We start with this story, taken from Wikipedia, called 'River Crossing Puzzle'. There you can find out more about the background and other 'propositions':

The wolf, goat and cabbage should cross the river, but the farmer can only take the wolf or goat or cabbage with him in a small boat. How can he prevent the wolf from eating the goat or the goat from eating the cabbage. The only thing left to do is to take the goat first. But then it gets more difficult, right?

But if you are given a little help, it becomes easier. You just have to realize that the farmer can also transport back. So we won't give you a solution to the overall problem at this point, but trust that you can now easily figure out whether he has to take something, what or who he has to take back with him, so that there is no unpleasant situation.
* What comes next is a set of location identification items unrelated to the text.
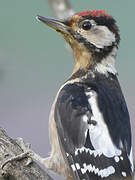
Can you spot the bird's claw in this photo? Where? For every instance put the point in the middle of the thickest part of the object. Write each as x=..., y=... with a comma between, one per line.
x=27, y=153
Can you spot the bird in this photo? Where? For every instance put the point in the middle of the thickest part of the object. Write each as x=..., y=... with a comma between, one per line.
x=89, y=124
x=90, y=131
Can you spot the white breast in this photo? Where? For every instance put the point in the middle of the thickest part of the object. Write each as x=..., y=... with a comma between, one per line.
x=99, y=134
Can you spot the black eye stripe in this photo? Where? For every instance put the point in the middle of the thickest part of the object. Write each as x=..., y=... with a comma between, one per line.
x=87, y=25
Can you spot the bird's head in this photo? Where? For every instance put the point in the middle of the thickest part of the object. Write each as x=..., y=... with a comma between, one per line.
x=93, y=36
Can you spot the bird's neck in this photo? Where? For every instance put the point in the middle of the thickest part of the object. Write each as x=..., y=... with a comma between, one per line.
x=85, y=62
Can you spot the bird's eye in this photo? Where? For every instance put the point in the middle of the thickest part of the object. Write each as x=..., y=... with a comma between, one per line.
x=86, y=25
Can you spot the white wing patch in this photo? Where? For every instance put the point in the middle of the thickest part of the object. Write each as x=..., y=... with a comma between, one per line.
x=103, y=172
x=99, y=134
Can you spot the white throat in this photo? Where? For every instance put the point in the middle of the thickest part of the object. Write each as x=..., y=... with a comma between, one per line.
x=107, y=64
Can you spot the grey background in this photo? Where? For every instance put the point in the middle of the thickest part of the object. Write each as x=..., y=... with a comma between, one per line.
x=34, y=63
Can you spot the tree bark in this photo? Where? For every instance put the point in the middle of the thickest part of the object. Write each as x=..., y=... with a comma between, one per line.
x=17, y=170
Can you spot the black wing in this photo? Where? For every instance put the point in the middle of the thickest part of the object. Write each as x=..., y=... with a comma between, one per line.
x=90, y=154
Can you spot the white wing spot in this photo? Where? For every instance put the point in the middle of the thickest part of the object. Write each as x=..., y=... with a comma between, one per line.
x=85, y=118
x=73, y=167
x=116, y=158
x=77, y=166
x=124, y=174
x=121, y=158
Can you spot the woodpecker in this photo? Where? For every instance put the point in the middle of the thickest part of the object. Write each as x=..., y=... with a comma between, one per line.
x=89, y=126
x=90, y=130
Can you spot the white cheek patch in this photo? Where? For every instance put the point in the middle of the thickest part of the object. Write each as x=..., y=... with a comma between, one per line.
x=99, y=36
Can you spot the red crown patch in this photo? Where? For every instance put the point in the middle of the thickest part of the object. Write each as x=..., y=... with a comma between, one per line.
x=96, y=13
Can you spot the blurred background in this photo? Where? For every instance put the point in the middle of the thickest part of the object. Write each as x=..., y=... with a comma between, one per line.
x=34, y=63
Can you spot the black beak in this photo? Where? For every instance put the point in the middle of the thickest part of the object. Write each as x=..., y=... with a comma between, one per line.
x=57, y=24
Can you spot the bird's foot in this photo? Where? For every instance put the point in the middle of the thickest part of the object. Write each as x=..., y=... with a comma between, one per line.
x=27, y=153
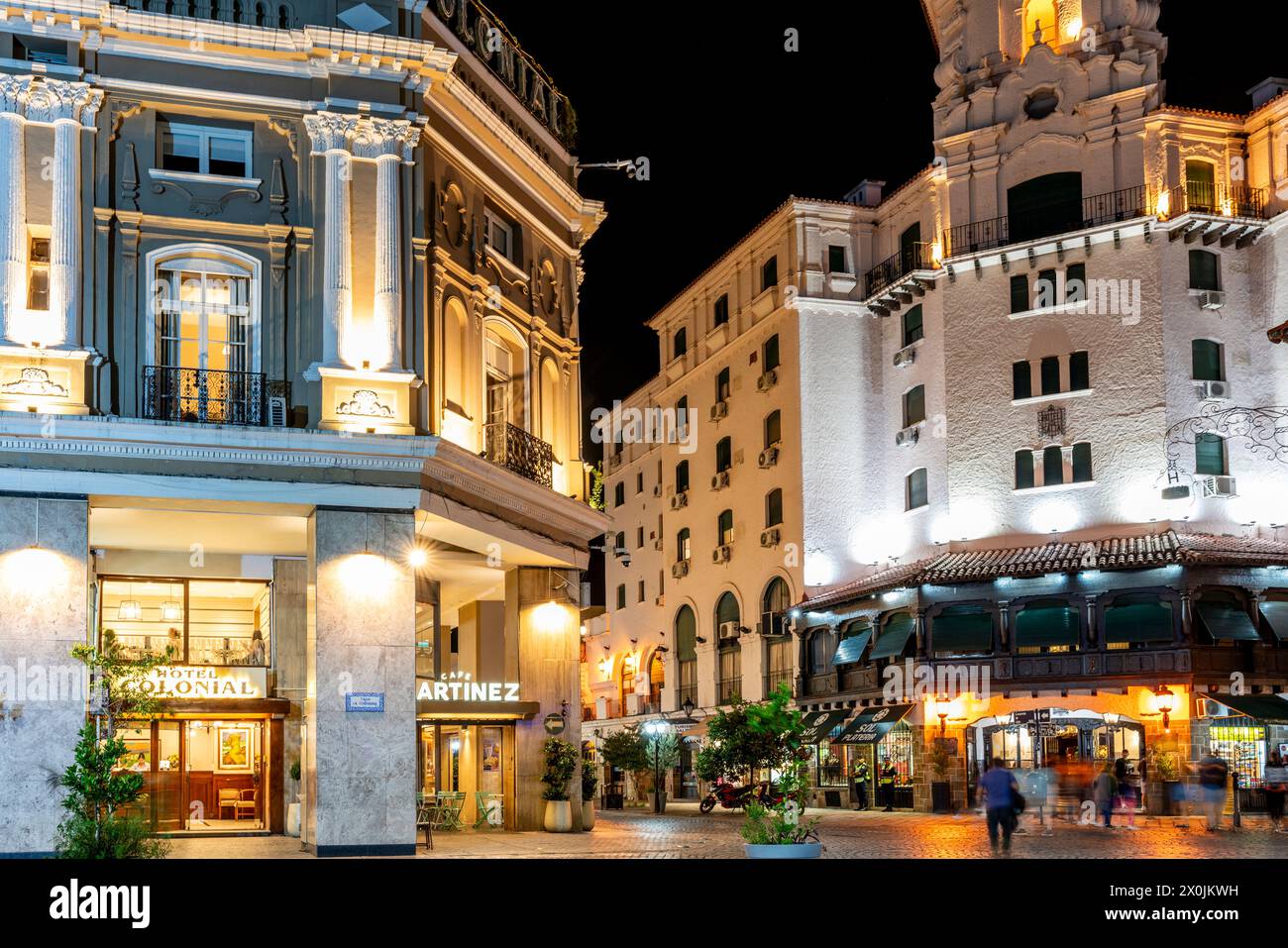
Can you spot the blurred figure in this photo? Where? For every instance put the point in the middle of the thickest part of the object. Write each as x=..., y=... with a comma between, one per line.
x=999, y=789
x=1214, y=773
x=1276, y=786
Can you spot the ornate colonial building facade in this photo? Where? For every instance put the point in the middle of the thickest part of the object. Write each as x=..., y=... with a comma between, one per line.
x=288, y=381
x=1030, y=433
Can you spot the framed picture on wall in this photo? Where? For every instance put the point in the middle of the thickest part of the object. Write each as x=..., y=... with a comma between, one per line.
x=233, y=750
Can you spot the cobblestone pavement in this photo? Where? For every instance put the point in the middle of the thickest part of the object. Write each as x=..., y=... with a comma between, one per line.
x=683, y=833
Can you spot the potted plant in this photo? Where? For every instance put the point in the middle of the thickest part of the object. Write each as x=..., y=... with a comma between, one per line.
x=940, y=789
x=589, y=784
x=561, y=766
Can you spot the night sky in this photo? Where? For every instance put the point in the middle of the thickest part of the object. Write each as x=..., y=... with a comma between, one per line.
x=732, y=124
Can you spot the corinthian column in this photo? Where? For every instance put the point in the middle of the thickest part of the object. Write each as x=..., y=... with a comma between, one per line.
x=389, y=143
x=331, y=136
x=67, y=106
x=13, y=204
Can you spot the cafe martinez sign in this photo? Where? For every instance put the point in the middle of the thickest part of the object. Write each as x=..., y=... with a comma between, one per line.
x=488, y=39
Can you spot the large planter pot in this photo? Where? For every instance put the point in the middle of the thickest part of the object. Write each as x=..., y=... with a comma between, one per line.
x=787, y=850
x=558, y=817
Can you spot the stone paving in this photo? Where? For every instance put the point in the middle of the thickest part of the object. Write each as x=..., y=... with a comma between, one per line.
x=683, y=833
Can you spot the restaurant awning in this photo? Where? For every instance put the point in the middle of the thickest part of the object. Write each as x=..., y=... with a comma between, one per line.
x=851, y=647
x=962, y=631
x=819, y=724
x=1267, y=708
x=1227, y=622
x=1276, y=617
x=894, y=636
x=872, y=724
x=1046, y=623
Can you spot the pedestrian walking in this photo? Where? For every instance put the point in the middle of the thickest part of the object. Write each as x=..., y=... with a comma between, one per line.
x=862, y=777
x=1275, y=788
x=1000, y=792
x=1214, y=773
x=1103, y=791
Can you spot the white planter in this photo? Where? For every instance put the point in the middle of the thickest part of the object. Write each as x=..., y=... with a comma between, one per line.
x=787, y=850
x=558, y=817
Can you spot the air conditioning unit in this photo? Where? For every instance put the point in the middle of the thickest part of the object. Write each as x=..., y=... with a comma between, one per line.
x=275, y=411
x=1216, y=485
x=907, y=437
x=1214, y=389
x=1211, y=299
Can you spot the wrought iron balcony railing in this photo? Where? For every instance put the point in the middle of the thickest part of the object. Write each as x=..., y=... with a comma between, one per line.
x=1111, y=207
x=524, y=454
x=915, y=257
x=171, y=393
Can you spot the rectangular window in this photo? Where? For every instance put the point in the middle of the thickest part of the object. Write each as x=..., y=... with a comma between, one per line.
x=1050, y=375
x=720, y=312
x=769, y=273
x=915, y=489
x=912, y=327
x=205, y=150
x=1019, y=294
x=1080, y=371
x=1021, y=380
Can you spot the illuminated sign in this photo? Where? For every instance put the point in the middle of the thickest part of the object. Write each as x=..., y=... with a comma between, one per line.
x=488, y=39
x=204, y=682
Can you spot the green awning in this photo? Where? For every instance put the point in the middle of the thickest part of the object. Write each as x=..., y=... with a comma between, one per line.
x=1046, y=625
x=1267, y=708
x=1138, y=622
x=962, y=631
x=819, y=724
x=1276, y=617
x=851, y=647
x=1227, y=622
x=894, y=636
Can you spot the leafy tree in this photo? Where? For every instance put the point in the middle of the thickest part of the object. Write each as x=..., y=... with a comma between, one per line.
x=98, y=823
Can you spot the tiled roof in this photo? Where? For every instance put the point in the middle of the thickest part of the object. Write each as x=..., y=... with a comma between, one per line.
x=1113, y=553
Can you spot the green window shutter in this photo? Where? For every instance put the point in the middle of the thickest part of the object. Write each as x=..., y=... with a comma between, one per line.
x=1022, y=471
x=1209, y=454
x=1050, y=371
x=1021, y=380
x=1080, y=371
x=1082, y=462
x=1076, y=282
x=1046, y=622
x=1052, y=466
x=1206, y=359
x=1019, y=294
x=912, y=329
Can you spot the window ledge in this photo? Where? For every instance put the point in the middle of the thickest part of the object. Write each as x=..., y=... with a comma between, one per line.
x=160, y=174
x=1055, y=488
x=1055, y=397
x=1081, y=305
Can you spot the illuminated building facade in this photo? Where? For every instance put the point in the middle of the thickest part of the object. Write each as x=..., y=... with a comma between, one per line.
x=290, y=382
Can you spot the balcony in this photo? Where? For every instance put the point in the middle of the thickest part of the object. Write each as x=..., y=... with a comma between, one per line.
x=171, y=393
x=515, y=450
x=1111, y=207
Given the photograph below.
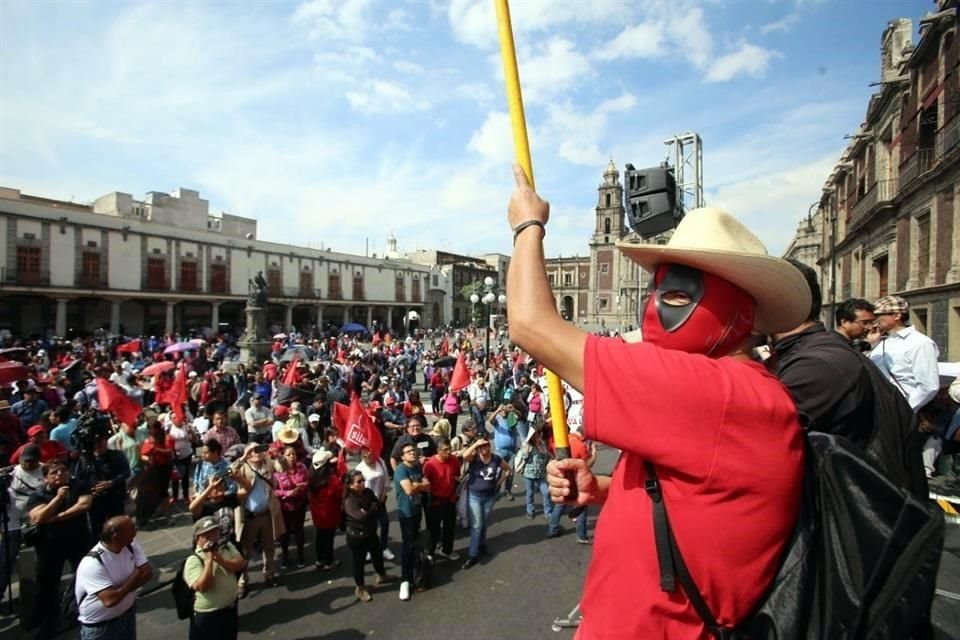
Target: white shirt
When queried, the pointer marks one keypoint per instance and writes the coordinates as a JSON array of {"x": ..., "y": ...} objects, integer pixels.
[
  {"x": 375, "y": 477},
  {"x": 22, "y": 485},
  {"x": 109, "y": 572},
  {"x": 909, "y": 360}
]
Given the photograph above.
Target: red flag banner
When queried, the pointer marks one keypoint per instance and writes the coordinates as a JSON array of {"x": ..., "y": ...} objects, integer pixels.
[
  {"x": 461, "y": 377},
  {"x": 113, "y": 399}
]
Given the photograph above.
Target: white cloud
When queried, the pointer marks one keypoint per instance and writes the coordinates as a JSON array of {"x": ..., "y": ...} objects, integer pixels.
[
  {"x": 325, "y": 20},
  {"x": 747, "y": 59},
  {"x": 405, "y": 66},
  {"x": 494, "y": 139},
  {"x": 552, "y": 70},
  {"x": 783, "y": 25}
]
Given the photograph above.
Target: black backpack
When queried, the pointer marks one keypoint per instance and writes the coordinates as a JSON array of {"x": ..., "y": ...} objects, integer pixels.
[
  {"x": 854, "y": 568},
  {"x": 183, "y": 595}
]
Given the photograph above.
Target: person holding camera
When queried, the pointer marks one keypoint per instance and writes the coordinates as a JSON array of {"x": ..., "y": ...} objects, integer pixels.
[
  {"x": 59, "y": 509},
  {"x": 211, "y": 571},
  {"x": 107, "y": 581},
  {"x": 106, "y": 471},
  {"x": 260, "y": 517}
]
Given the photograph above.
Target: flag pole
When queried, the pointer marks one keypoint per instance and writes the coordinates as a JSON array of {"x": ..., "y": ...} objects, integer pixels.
[{"x": 521, "y": 147}]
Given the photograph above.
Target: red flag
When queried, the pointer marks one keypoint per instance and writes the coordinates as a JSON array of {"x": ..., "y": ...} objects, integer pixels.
[
  {"x": 341, "y": 414},
  {"x": 359, "y": 431},
  {"x": 177, "y": 396},
  {"x": 291, "y": 377},
  {"x": 461, "y": 377},
  {"x": 129, "y": 347},
  {"x": 113, "y": 399}
]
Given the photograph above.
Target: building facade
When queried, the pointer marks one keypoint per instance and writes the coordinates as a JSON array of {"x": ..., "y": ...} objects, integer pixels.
[
  {"x": 167, "y": 264},
  {"x": 603, "y": 290},
  {"x": 888, "y": 208}
]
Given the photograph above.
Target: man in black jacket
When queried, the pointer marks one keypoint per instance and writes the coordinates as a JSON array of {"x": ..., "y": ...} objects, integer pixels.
[{"x": 839, "y": 391}]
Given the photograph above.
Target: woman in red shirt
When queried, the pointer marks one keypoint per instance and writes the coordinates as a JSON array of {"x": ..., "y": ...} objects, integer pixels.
[
  {"x": 291, "y": 489},
  {"x": 157, "y": 455}
]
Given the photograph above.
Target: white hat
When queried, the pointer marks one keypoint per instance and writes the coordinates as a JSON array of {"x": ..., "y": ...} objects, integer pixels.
[
  {"x": 321, "y": 457},
  {"x": 713, "y": 241}
]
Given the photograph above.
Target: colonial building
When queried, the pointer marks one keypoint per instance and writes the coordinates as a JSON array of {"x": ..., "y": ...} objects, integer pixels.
[
  {"x": 602, "y": 290},
  {"x": 167, "y": 263},
  {"x": 890, "y": 219}
]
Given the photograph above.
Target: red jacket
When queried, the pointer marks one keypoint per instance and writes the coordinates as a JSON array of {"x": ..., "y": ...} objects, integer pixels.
[{"x": 326, "y": 503}]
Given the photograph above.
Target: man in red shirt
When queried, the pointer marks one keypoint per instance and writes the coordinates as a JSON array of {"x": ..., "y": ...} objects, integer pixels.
[
  {"x": 49, "y": 449},
  {"x": 721, "y": 431},
  {"x": 442, "y": 471}
]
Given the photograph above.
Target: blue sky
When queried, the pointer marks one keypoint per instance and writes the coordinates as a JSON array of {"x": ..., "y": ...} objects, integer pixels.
[{"x": 334, "y": 122}]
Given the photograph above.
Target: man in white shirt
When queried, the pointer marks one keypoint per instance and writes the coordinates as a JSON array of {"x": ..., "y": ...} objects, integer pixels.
[
  {"x": 905, "y": 356},
  {"x": 107, "y": 581}
]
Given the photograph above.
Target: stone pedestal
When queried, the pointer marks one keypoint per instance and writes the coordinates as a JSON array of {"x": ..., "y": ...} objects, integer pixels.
[{"x": 255, "y": 345}]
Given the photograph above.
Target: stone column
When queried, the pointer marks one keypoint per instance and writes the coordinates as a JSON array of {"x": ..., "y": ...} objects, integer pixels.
[
  {"x": 115, "y": 316},
  {"x": 168, "y": 323},
  {"x": 60, "y": 325}
]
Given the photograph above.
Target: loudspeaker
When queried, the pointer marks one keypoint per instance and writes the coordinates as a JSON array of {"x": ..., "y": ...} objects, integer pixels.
[{"x": 651, "y": 200}]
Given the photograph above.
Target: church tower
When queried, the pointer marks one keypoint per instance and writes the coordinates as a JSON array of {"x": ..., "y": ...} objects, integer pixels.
[{"x": 609, "y": 212}]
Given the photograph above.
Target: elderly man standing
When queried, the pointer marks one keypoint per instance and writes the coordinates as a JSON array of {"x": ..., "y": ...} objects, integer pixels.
[
  {"x": 107, "y": 581},
  {"x": 905, "y": 356},
  {"x": 260, "y": 517},
  {"x": 734, "y": 456}
]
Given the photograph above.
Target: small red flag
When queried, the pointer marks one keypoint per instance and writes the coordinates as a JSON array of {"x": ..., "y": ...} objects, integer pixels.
[
  {"x": 113, "y": 399},
  {"x": 461, "y": 377}
]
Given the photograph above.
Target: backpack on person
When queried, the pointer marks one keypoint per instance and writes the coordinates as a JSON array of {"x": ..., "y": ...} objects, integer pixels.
[{"x": 853, "y": 568}]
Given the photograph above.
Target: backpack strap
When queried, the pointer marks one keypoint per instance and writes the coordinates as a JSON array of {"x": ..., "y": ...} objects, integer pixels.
[{"x": 672, "y": 566}]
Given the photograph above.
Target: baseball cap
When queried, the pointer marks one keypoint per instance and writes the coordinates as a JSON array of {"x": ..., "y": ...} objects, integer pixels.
[
  {"x": 890, "y": 304},
  {"x": 30, "y": 453},
  {"x": 204, "y": 525}
]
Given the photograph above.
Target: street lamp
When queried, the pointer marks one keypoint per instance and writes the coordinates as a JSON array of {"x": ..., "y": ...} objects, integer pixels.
[{"x": 490, "y": 296}]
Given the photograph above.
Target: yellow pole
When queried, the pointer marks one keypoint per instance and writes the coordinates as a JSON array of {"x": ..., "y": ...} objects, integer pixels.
[{"x": 522, "y": 149}]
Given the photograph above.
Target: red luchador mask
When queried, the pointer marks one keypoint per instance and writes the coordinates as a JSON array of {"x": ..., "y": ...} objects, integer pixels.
[{"x": 694, "y": 311}]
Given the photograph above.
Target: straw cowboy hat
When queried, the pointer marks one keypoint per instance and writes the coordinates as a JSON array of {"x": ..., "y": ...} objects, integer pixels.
[{"x": 714, "y": 241}]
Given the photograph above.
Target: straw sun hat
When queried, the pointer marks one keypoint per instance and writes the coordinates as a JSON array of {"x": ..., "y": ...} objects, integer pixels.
[{"x": 714, "y": 241}]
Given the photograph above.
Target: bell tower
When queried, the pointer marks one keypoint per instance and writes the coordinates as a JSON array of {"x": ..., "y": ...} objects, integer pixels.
[{"x": 609, "y": 212}]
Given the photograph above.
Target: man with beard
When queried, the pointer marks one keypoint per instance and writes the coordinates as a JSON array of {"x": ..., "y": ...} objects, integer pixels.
[{"x": 735, "y": 456}]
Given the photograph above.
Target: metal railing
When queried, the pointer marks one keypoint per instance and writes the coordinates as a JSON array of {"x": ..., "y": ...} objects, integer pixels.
[{"x": 881, "y": 192}]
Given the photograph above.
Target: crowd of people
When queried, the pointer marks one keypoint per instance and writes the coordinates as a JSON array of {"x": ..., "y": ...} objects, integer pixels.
[{"x": 100, "y": 443}]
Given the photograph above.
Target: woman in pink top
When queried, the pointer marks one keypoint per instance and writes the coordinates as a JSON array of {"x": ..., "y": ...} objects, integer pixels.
[{"x": 291, "y": 489}]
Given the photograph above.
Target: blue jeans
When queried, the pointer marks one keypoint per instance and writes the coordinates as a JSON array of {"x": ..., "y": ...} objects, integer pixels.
[
  {"x": 532, "y": 486},
  {"x": 478, "y": 514},
  {"x": 559, "y": 510},
  {"x": 508, "y": 457},
  {"x": 123, "y": 627}
]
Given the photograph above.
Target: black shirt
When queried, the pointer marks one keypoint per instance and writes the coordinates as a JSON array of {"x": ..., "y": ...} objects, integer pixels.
[{"x": 68, "y": 531}]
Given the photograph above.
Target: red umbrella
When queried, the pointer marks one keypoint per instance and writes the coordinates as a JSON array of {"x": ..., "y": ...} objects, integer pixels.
[
  {"x": 12, "y": 371},
  {"x": 158, "y": 367}
]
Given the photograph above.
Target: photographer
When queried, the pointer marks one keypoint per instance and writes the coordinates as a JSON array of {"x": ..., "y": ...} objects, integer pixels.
[
  {"x": 103, "y": 469},
  {"x": 211, "y": 571}
]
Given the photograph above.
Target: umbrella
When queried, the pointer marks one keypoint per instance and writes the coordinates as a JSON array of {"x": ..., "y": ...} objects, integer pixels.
[
  {"x": 180, "y": 346},
  {"x": 443, "y": 363},
  {"x": 12, "y": 371},
  {"x": 158, "y": 367},
  {"x": 353, "y": 327}
]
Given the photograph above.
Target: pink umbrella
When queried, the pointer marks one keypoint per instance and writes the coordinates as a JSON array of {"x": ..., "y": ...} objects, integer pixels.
[{"x": 157, "y": 368}]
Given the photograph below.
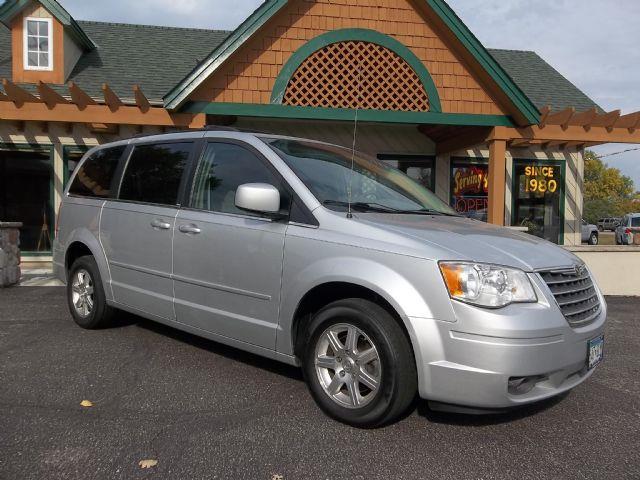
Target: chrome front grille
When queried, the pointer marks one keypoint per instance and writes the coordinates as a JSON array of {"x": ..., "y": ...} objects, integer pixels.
[{"x": 575, "y": 293}]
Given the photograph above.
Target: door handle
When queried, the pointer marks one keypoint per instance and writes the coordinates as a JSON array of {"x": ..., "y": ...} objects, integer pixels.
[
  {"x": 189, "y": 229},
  {"x": 160, "y": 224}
]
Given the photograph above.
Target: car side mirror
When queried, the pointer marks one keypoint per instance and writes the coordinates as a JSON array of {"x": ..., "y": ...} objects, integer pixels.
[{"x": 258, "y": 197}]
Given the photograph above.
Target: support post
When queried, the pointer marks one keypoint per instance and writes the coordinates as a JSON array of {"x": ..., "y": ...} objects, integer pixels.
[{"x": 497, "y": 179}]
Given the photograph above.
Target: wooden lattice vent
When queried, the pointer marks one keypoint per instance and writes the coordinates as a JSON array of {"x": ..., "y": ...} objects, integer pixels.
[{"x": 356, "y": 74}]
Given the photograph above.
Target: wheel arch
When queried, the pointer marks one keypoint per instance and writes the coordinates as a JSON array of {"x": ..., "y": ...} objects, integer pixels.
[{"x": 83, "y": 242}]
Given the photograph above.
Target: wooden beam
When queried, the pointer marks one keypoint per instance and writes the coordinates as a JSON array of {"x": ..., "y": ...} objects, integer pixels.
[
  {"x": 18, "y": 95},
  {"x": 49, "y": 96},
  {"x": 572, "y": 133},
  {"x": 79, "y": 97},
  {"x": 111, "y": 99},
  {"x": 497, "y": 179},
  {"x": 544, "y": 114},
  {"x": 141, "y": 99},
  {"x": 127, "y": 115},
  {"x": 519, "y": 142},
  {"x": 631, "y": 122},
  {"x": 562, "y": 117}
]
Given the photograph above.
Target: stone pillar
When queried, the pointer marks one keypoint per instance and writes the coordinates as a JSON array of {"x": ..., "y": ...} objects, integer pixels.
[{"x": 9, "y": 253}]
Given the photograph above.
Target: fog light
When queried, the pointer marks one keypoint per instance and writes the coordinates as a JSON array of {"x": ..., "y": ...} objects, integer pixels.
[{"x": 522, "y": 385}]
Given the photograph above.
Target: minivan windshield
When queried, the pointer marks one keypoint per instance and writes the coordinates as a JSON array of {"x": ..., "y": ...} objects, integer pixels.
[{"x": 375, "y": 187}]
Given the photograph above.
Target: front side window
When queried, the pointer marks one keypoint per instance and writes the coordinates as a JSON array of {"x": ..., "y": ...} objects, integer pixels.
[
  {"x": 95, "y": 174},
  {"x": 223, "y": 168},
  {"x": 38, "y": 46},
  {"x": 154, "y": 172},
  {"x": 336, "y": 177}
]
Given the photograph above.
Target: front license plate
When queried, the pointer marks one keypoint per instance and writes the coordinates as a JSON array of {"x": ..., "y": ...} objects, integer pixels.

Our question is a completely different one, namely: does a computer program that solves such tasks already belong to artificial intelligence? Even scientists involved with this might say 'yes'. But we want to answer that with a resolute 'No'.

Alan Turing (1912 - 1954) created the test named after him to check the existence of artificial intelligence. To put it simply, a person talks in written form for a certain period of time, once with a person and then again with a machine, each in a different room. What percentage of the answers does he correctly assign to humans and computers?

You guessed it, we don't think the two examples are comparable, the solution to the problem above is a snap for a computer. To pretend below that it is a human being we not only find it much more difficult, but also from the sum of the problems to be solved belonging to another league.

Of course, we have a very specific goal in mind for artificial intelligence, which is to one day enable us to drive completely autonomously, i.e. level 5 as promised. Try to imagine for just a moment what can happen on a city street and compel you to react. As an introduction to this complex topic, we give the example of fuzzy logic.

Modern electronically controlled automatic gearboxes no longer have a range selector for performance or economy mode. The control device determines, through the available sensors, whether the driver prefers to drive in the performance range or in the economic efficiency area. Now, how does the control device decide? A passenger would probably be more able to judge, after travelling a certain distance, whether the emphasis is placed on economy or on performance. To transfer the rules of human thinking to the computer, is the job of Fuzzy logic.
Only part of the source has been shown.